In Gathers, Gathers filed a quiet-title action against McKnight and over a dozen members of the Wright family. McKnight counterclaimed for adverse possession, reimbursement of taxes, and foreclosure of mortgage. He then, however, dropped his claim for adverse possession.
Gathers moved for summary judgment against the Wright family — without naming McKnight as a party to the motion. The trial court granted the motion and ordered that Gathers have fee-simple title to the property. McKnight moved the court to alter or amend the order to rule of his remaining counterclaims and grant him a first right of refusal. The trial court denied the motion and ruled that McKnight lacked the right of first refusal.
On further review, the Court of Appeals dismissed McKnight’s appeal and vacated the ruling that he lacked a first right of refusal.
Only a party aggrieved by an order, judgment, sentence or decision may appeal — Rule 201(b), SCACR.
The Court first held that McKnight could not appeal the order granting Gathers fee-simple title because McKnight was not aggrieved by it. The Court reasoned that McKnight was not bound by the order because he was not a party to the motion and had already dropped his adverse possession claim. Because McKnight’s remaining claims did not involve title to the property, he remained free to litigate his claims.
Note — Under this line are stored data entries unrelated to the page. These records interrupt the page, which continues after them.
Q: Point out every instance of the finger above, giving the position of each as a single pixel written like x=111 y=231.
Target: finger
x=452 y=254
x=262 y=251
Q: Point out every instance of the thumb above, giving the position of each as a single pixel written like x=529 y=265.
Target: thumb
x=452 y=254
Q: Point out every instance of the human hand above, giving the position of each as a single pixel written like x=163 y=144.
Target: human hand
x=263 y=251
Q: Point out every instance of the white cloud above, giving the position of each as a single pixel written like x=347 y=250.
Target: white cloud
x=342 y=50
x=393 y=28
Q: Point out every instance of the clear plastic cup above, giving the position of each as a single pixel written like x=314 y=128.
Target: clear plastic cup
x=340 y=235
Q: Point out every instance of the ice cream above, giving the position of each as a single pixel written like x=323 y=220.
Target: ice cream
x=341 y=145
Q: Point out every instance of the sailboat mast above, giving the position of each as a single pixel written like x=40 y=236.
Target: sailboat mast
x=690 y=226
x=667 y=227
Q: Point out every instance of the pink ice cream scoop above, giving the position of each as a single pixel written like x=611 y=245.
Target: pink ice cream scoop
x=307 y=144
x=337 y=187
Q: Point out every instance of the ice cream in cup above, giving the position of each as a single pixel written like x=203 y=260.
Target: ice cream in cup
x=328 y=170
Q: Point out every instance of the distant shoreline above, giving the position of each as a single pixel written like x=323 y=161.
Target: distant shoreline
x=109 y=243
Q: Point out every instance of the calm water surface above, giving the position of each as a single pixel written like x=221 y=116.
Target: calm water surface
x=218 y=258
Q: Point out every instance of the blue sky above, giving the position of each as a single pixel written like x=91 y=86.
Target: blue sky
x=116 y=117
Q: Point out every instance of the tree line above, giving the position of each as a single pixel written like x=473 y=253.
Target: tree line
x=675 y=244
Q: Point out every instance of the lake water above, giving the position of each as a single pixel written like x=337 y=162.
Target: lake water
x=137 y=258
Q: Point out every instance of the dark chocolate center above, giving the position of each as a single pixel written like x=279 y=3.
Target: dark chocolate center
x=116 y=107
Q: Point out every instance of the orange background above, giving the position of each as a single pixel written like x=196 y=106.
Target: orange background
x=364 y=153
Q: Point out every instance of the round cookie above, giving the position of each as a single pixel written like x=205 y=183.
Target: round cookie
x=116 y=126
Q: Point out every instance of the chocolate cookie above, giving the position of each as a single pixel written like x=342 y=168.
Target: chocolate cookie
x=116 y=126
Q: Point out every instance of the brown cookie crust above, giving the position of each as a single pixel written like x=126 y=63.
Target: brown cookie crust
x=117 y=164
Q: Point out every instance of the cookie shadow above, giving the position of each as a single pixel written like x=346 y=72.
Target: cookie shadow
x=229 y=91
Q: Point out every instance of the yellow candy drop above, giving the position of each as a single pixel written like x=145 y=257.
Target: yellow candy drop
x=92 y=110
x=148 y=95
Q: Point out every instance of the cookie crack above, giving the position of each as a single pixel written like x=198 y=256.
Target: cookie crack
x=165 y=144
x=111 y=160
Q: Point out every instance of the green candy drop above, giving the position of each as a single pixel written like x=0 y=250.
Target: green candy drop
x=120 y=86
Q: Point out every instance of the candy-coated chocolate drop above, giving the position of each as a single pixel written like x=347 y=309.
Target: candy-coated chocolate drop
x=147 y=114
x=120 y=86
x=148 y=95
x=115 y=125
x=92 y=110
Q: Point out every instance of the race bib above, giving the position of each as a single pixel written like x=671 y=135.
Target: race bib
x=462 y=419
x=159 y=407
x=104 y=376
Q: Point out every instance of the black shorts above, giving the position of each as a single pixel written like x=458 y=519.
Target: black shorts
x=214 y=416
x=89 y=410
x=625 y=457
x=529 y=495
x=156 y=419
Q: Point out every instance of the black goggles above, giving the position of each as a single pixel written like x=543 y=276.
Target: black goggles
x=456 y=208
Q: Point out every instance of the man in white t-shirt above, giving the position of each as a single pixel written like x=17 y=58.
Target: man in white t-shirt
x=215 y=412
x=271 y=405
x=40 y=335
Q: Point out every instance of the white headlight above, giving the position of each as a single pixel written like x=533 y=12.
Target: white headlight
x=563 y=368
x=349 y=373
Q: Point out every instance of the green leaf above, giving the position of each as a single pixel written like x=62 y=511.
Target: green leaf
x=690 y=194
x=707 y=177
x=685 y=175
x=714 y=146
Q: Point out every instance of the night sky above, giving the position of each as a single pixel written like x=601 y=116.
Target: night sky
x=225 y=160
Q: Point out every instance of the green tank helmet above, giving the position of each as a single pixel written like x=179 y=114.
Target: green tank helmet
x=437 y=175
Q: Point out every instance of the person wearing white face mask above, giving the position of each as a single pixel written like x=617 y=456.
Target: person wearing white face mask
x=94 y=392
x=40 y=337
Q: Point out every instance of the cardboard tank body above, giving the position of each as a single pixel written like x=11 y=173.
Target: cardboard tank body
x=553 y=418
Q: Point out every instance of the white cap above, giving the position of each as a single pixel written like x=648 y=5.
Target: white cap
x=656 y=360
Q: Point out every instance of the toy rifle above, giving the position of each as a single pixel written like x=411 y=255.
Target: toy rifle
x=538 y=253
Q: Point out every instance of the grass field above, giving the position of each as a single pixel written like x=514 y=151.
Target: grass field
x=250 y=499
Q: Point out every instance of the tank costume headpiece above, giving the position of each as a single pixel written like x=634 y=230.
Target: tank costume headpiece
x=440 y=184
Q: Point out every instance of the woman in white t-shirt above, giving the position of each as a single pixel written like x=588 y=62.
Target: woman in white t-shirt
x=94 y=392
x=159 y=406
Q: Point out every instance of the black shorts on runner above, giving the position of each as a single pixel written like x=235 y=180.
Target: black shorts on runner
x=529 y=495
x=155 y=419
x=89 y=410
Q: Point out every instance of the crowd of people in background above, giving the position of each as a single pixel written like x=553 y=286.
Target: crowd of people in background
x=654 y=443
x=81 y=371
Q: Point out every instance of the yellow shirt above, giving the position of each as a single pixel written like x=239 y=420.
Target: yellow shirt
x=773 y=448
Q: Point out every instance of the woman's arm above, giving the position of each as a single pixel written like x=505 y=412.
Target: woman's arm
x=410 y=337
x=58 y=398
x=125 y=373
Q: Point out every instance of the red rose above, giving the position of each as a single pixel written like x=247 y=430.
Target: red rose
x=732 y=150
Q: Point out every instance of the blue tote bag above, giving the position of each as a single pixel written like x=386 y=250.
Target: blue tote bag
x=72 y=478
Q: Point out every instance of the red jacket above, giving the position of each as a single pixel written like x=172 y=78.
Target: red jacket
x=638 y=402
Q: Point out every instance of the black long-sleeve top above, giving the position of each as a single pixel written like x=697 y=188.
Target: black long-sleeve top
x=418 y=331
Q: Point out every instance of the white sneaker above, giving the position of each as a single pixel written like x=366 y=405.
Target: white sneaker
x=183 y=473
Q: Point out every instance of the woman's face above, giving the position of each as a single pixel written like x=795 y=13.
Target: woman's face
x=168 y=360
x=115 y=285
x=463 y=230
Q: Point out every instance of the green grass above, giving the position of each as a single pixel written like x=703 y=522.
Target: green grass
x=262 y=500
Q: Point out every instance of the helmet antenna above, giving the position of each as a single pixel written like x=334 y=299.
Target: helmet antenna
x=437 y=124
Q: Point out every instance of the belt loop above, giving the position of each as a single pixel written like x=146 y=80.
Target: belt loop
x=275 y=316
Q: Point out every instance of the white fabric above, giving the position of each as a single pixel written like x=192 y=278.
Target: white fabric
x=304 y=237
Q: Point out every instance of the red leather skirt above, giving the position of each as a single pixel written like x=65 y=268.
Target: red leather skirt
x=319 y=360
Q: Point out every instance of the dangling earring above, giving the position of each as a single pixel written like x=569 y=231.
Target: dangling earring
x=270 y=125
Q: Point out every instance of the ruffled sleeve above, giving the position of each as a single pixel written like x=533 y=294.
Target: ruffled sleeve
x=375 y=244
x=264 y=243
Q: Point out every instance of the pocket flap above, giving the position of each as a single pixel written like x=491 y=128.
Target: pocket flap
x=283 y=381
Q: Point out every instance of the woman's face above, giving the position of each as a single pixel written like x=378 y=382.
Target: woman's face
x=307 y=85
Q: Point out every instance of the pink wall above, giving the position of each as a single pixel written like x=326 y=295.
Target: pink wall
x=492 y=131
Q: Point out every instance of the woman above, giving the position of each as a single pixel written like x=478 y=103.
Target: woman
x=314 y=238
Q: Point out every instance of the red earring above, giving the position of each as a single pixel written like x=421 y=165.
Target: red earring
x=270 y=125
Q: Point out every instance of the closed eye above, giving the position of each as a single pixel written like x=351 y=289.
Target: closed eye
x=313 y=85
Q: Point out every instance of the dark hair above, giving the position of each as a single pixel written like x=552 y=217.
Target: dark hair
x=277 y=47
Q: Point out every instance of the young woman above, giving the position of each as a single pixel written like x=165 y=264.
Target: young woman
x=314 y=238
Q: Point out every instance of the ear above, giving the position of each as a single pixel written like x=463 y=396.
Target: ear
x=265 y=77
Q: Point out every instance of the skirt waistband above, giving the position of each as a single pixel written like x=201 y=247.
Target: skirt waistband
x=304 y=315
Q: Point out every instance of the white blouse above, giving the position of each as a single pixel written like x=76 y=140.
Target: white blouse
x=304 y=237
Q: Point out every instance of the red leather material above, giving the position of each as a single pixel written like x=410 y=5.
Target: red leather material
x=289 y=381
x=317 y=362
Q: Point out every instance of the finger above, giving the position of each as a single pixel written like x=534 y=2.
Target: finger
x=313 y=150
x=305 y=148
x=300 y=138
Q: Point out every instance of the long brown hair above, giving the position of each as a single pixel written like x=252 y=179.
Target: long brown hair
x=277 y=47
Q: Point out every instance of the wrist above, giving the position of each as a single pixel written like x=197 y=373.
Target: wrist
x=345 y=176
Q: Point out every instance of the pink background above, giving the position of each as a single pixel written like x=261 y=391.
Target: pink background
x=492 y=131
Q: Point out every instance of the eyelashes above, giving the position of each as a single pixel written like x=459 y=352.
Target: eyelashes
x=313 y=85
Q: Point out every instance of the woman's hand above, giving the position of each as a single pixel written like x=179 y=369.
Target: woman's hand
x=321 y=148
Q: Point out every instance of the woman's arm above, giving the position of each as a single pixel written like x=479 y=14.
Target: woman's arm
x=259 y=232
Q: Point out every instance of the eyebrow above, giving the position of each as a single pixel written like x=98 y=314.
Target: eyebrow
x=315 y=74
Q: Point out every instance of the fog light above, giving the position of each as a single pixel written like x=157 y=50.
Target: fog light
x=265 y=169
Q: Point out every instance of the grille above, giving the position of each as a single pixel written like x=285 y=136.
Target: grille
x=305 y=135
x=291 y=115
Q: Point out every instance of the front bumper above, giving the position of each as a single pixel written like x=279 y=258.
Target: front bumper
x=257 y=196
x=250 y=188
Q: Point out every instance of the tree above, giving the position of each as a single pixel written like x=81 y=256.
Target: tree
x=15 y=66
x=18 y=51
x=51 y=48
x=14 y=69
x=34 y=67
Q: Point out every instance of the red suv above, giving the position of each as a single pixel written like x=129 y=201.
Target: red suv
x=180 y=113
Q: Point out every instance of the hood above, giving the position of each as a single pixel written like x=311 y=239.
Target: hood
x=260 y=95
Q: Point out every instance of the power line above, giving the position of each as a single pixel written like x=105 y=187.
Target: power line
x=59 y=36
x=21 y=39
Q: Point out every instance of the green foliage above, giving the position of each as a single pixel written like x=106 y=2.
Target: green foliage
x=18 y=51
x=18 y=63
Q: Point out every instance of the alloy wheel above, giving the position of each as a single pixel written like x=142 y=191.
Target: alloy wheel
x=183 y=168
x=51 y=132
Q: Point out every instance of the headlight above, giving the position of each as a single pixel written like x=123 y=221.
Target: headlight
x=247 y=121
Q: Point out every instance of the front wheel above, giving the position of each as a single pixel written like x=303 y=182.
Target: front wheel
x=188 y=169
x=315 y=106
Lastly, the Court vacated the trial court’s ruling that McKnight lacked a first right of refusal. The Court reasoned that the ruling was made on McKnight’s motion to alter or amend and that the motion was not properly before the trial court. Because McKnight was not a party to the summary judgment proceedings, he could not properly ask that the summary judgment order be altered.
So what is the lesson? Don’t consider yourself bound by orders entered against co-parties. If you are not a party to a particular motion, you should remain free to litigate your issues and claims. And this makes it tough to appeal.
Still, orders entered against co-parties may prejudice you down the road. Orders do not have to bind to prejudice. So you may consider moving to intervene in the motion if an adverse ruling will later make life more difficult.
Have you all ever been haunted by orders entered against co-parties? What did you do?